Snipped off the Register (www.theregister.co.uk, worth checking out 
regularly):

Craft guilds answer to techno-exploitation

 The Internet could see workers scurrying to Medieval-style guilds
 for protection, according to Government-appointed crystal ball
 gazers. 

 The Department of Trade and Industry's (DTI) Future Unit outlines
 two possible scenarios on the effect that technology will have on
 workers. 

 First up, is the Wired World, a Utopian vision where everyone is
 online and many people are self employed... rather like readers of
 The Register. 

 The alternative is Built to Last, depicting a future where large
 corporations control the knowledge of their staff with incentive
 packages and so on... rather like employees of ZDNet. 

 The DTI futurologists say the outcome will be a mix of the two, but
 admit they don't know which will be the dominant work style. 

 The Wired World model will have important implications for
 employees, who will increasingly need to protect their work. 

 As the role of the government declines, unions, community groups
 and professional associations could stand in for large employers to
 protect the interests of large groups of freelance workers,
 according The unit. It describes this as a parallel to medieval style
 guilds. 

 "If Wired World becomes a reality, we might expect these types of
 activity to expand." the Future Unit says. The new guilds would
 have to be financially self sustaining: probably through "a
 combination of membership levies and service based income". 
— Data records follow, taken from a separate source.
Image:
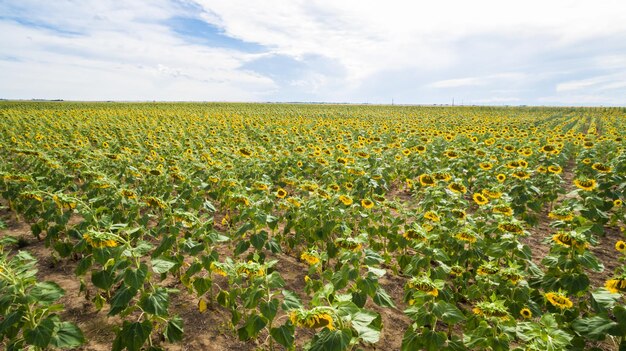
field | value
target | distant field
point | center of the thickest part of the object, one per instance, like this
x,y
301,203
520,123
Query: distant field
x,y
323,227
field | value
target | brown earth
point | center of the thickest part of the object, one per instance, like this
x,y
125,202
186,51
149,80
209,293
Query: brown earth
x,y
211,330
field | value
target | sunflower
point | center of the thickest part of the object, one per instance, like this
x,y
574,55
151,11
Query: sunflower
x,y
601,167
503,210
294,201
346,200
100,239
585,184
129,194
511,227
310,258
281,193
426,180
466,236
451,154
480,199
457,188
318,317
615,285
155,202
423,284
430,215
491,194
491,310
521,175
526,313
561,215
487,269
555,169
413,234
367,203
485,166
559,300
458,214
218,268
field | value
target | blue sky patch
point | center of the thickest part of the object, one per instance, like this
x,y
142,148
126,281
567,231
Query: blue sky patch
x,y
197,31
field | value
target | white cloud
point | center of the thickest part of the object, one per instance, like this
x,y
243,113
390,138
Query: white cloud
x,y
485,50
120,57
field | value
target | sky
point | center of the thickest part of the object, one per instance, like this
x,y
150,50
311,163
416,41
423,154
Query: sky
x,y
407,52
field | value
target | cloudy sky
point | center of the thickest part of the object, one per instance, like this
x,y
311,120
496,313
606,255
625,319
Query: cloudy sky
x,y
476,52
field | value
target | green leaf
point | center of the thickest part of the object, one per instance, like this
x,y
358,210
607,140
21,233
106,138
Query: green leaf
x,y
161,266
362,323
202,285
331,340
604,298
252,327
433,340
258,240
68,336
10,320
102,279
291,301
121,299
46,292
133,335
382,298
135,277
41,334
447,312
593,327
269,309
83,265
174,329
411,340
284,335
241,247
372,258
208,206
155,303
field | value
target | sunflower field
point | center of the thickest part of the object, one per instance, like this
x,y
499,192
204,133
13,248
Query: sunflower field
x,y
315,227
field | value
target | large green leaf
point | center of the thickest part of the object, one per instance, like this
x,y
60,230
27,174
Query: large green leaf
x,y
252,327
174,329
121,299
68,336
132,336
447,312
284,335
291,301
161,266
595,327
331,340
46,292
41,334
135,277
382,298
103,279
156,302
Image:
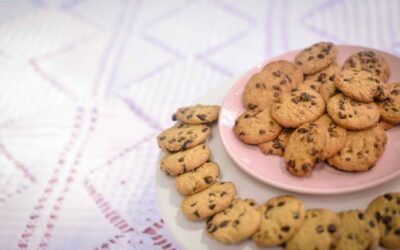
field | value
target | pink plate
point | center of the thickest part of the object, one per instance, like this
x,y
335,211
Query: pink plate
x,y
324,179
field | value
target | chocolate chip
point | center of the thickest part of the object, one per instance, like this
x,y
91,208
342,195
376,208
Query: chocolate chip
x,y
285,228
331,228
 In other words, they will be like Unions (except that union is a dirty
 word in Tony Blair's Britain). 

 Do we really want to see the return of craft guilds? Do we want a
 world where the International Wibbly Webbly Wobblies evolve into
 the new freemasonry (the first sprang from stonemasons craft
 guilds)? A world where there are rules about what colour clothes
 you can wear, depending on your occupation. 

 A world where you pay your master for the privilege of getting an
 apprenticeship -- and then work for nothing for seven years, a
 world where everyone in the same occupation has to live alongside
 each other in the same district -- a world like -- God forbid --
 Fortunecity.com made flesh. ® 
 
 
 Err, anyone know what fortunecity.com is, by the way?